We think that the sales activity shown to have taken place at the Minneapolis office was an adequate taxable event contemplated by the provisions of the statute in question. The legislature recognized in § 2394-25 that sales made from premises situated outside the state should be excluded, for in that case there would be no adequate taxable event to form the basis of taxation. The activities in the branch office in Minneapolis were material, economic factors in the making of the sales in question. The activity concentrated and localized there resulted in sales from which plaintiff derived profit. We believe the trial court was justified in concluding that the profit reaped by plaintiff from these sales bore á substantial relation to all the activities of the branch office at Minneapolis. We also think there is justification for the finding that, although the regional managers actually resided without the state, they were operating out of the branch office as far as the production of sales was concerned. The language used by the legislature in § 2394-25 convinces us that it intended that sales produced from a branch office as indicated by the record here should be taxable. To exclude from the measure of the tax sales produced by activities centered in Minneapolis under the circumstances here would frustrate the fundamental intent of the legislature. It is apparent that the legislature intended that such activities customarily centered at a sales office and designed to induce customers to purchase the products should be selected as the criterion and basis for taxation. Although recognizing that other factors as to sales are involved as incidents to the salesj the legislature assigned as the dominant one the place where the activities creating the sales are centralized. For income tax purposes, such sales have a situs at the branch office in Minneapolis,- because the business activity inducing such sales is there localized. We have held that for the purposes of taxation intangibles have a situs at the taxpayer’s commercial domicile. Cargill, Inc. v. Spaeth, 215 Minn. 540, 10 N. W. (2d) 728. In New York ex rel. Whitney v. Graves, 299 U. S. 366, 372, 57 S. Ct. 237, 238, 81 L. ed. 285, 288, the court said:

“* * * When we speak of a ‘business situs’ of intangible property in the taxing State we are indulging in a metaphor. We express the idea of localization by virtue of the attributes of the intangible right in relation to the conduct of affairs at a particular place.”

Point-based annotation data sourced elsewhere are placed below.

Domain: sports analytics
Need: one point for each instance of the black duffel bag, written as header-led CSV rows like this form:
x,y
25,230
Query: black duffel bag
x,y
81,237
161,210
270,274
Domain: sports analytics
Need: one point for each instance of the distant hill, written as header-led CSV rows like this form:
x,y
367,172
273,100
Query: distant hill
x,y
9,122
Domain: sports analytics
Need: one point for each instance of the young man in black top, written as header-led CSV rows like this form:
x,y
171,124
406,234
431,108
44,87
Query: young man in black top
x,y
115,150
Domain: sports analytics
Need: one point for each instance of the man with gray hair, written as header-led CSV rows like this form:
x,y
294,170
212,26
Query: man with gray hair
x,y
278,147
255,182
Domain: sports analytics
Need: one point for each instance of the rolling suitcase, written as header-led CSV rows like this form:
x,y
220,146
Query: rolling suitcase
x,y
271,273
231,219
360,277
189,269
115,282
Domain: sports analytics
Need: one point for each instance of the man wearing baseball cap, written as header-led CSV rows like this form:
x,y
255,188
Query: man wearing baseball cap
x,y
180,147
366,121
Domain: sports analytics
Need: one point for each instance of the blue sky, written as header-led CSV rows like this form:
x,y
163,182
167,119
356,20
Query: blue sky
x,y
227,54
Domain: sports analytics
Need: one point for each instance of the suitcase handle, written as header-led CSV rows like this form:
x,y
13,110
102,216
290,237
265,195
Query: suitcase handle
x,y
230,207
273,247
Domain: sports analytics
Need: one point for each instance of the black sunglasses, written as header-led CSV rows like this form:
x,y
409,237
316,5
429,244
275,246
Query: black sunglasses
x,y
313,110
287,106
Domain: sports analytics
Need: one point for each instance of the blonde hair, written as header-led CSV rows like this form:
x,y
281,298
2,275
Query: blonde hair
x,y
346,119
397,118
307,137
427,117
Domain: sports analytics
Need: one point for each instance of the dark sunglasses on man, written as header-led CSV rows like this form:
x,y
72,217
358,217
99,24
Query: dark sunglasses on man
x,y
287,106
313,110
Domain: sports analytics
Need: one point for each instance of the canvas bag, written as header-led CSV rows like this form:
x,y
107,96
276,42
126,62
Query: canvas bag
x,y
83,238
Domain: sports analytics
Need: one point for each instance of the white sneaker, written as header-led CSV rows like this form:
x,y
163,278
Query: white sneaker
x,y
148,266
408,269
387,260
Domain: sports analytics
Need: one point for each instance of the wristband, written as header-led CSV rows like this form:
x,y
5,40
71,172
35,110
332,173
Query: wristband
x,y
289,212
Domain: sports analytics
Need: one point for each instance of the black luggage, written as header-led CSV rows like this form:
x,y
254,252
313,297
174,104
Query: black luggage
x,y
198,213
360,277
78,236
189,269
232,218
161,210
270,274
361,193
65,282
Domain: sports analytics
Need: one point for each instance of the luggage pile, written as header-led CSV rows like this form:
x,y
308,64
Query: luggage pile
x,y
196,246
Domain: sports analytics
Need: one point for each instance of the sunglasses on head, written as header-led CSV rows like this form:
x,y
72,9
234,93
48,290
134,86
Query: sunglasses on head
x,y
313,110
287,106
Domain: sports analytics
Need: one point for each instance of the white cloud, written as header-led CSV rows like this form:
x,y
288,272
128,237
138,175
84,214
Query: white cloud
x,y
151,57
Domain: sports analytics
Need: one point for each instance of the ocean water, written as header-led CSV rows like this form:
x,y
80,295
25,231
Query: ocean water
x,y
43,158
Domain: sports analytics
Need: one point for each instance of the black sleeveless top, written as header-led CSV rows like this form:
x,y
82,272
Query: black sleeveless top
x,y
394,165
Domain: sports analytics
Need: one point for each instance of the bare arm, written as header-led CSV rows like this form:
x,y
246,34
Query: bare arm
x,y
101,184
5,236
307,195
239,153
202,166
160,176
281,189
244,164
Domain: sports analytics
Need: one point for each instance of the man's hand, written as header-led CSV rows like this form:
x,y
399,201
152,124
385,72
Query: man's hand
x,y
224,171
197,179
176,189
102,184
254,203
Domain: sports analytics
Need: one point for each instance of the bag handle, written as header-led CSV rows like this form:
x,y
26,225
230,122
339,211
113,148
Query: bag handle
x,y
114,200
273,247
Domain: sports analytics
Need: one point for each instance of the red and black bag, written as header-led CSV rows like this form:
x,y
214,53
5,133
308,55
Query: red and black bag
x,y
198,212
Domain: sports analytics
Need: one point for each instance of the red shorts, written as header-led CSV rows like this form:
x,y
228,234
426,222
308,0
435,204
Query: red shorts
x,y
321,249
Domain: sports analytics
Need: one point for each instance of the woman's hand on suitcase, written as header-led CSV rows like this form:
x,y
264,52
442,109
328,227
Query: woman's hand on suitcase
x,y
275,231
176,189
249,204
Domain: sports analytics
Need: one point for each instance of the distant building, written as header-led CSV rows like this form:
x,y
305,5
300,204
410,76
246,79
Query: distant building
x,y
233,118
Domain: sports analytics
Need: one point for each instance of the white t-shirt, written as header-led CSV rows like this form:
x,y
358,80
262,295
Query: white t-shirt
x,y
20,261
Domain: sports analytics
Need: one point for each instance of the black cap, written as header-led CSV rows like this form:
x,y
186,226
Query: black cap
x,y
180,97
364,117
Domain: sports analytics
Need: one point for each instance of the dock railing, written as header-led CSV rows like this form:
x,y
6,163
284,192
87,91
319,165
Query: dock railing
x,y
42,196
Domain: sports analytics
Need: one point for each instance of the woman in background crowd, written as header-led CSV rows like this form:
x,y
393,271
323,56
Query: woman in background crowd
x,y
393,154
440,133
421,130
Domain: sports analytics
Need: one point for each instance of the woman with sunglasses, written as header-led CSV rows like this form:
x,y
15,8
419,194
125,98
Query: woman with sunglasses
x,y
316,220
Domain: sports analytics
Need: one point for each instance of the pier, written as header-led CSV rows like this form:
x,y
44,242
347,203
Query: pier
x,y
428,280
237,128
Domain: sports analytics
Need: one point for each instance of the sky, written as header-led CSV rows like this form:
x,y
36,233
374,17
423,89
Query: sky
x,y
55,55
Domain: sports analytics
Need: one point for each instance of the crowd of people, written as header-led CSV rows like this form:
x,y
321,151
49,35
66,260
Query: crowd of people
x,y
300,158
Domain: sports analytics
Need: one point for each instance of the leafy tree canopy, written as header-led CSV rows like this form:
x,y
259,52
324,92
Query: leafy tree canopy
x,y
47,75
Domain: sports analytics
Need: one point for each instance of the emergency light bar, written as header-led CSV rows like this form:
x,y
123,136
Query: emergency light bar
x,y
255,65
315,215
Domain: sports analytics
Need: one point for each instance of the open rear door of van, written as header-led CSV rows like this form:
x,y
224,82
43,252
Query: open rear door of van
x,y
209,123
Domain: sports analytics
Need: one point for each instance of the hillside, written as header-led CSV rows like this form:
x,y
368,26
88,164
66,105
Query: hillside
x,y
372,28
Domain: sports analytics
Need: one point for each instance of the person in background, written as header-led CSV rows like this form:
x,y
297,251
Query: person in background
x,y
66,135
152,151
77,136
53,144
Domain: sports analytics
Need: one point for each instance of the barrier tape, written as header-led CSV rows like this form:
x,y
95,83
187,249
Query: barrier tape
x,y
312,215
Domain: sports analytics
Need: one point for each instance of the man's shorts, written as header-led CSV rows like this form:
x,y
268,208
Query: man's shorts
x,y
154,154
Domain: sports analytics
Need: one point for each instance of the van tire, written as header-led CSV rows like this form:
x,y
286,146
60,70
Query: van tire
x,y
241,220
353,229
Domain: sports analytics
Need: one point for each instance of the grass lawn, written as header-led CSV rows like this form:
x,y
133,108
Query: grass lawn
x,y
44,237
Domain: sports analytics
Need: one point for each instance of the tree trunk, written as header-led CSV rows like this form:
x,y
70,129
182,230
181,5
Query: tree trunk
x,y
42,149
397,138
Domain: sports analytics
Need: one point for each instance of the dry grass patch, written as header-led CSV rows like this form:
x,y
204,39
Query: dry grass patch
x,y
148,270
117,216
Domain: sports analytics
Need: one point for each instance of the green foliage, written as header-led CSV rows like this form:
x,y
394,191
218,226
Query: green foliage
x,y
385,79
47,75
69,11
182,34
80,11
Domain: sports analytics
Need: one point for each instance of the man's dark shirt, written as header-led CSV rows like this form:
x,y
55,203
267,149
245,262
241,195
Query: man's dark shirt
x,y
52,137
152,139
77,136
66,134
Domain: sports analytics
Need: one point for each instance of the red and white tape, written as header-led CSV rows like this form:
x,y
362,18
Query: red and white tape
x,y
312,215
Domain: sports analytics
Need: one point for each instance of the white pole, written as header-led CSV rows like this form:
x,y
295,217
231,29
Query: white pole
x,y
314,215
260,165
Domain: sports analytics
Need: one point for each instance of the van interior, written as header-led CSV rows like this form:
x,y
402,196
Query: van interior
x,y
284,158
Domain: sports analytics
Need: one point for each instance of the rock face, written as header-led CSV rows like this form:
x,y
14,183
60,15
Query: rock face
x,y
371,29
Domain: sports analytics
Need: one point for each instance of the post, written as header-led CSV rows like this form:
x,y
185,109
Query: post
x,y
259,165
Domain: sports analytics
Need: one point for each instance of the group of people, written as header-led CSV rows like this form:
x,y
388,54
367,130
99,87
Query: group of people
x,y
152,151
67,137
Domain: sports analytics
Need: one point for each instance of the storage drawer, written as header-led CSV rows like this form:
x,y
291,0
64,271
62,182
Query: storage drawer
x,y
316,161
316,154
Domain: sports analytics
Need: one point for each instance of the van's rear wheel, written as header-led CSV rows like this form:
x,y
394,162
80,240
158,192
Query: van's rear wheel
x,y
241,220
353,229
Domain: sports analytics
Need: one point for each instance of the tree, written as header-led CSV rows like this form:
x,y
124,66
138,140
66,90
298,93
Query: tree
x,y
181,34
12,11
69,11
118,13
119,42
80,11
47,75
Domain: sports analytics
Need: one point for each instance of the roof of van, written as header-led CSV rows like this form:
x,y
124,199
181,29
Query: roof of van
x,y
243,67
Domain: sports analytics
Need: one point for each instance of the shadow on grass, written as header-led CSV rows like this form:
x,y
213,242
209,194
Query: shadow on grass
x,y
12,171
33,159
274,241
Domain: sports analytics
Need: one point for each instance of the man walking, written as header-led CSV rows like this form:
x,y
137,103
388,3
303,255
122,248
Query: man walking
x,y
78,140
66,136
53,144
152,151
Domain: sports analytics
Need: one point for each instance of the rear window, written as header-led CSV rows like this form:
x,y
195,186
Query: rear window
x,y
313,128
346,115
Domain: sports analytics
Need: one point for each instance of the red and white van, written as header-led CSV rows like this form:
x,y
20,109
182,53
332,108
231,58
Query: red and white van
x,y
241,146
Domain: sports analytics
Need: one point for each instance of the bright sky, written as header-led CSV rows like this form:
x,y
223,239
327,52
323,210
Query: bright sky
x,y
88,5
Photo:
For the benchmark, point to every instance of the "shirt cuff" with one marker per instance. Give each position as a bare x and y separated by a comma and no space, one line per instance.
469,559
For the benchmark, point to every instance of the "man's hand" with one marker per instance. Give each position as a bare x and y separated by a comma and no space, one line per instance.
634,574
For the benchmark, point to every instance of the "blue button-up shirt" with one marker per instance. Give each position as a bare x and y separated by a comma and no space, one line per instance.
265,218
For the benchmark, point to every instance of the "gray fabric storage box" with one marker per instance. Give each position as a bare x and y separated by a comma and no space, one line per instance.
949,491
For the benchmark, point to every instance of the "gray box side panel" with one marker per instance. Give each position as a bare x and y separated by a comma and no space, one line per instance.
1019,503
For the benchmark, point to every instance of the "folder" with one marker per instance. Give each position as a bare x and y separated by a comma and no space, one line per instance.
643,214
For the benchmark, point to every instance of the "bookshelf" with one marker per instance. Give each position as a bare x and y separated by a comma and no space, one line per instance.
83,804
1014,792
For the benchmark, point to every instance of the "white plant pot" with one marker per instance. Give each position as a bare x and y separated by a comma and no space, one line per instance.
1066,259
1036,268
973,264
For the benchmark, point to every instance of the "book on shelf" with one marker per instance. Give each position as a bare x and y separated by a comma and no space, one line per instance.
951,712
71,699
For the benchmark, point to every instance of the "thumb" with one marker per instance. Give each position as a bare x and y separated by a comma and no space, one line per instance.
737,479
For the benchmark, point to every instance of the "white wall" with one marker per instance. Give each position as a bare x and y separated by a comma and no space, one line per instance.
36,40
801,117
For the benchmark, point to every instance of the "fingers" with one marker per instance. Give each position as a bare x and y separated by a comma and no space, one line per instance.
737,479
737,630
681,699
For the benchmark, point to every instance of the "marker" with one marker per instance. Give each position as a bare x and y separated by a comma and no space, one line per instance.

It seems to us that this idea of localization which the courts apply to intangibles is what the legislature had in mind in designating the formula that should be applied to sales. Although not squarely in point, the following cases have been helpful in arriving at the conclusion here reached. Commonwealth v. Bayuk Cigars, Inc. 345 Pa. 348, 28 A. (2d) 134; Alpha Portland Cement Co. v. Commonwealth, 244 Mass. 530, 139 N. E. 158, 142 N. E. 762; Buick Motor Co. v. City of Milwaukee (7 Cir.) 48 F. (2d) 801. Plaintiff cites no authority in support of its position other than the Minnesota board of tax appeals case of Ruvelson v. Commissioner of Taxation,’ Docket No. 89, filed October 7, 1943. It should be pointed out first that this case was decided by the board before the 1939 amendment (L. 1939, c. 446, § 22) came into being. As heretofore stated, by such action the legislature clearly expressed itself as to what sales were excluded, indicating an intent to include sales effected from offices within the state. Aside from that fact, however, we believe the facts in the Ruvelson case are distinguishable. The salesman there was a jewelry s*alesman who carried his merchandise with him and completed the details of the sale when the merchandise was delivered. He selected the customer, negotiated the sale, and completed delivery of the goods. He set the price at a figure not less than cost. He made complete settlement for the purchase price. It was possible that his entire stock could be sold without any contact at all with the Minnesota office. The board pointed out that it was a “unique” and “certainly rare” situation and compared the status of the salesman to that of “independent contractors.” We believe the case to be distinguishable on the facts.

Affirmed. 
      
      L. 1939, c. 446, § 22, subd. 5.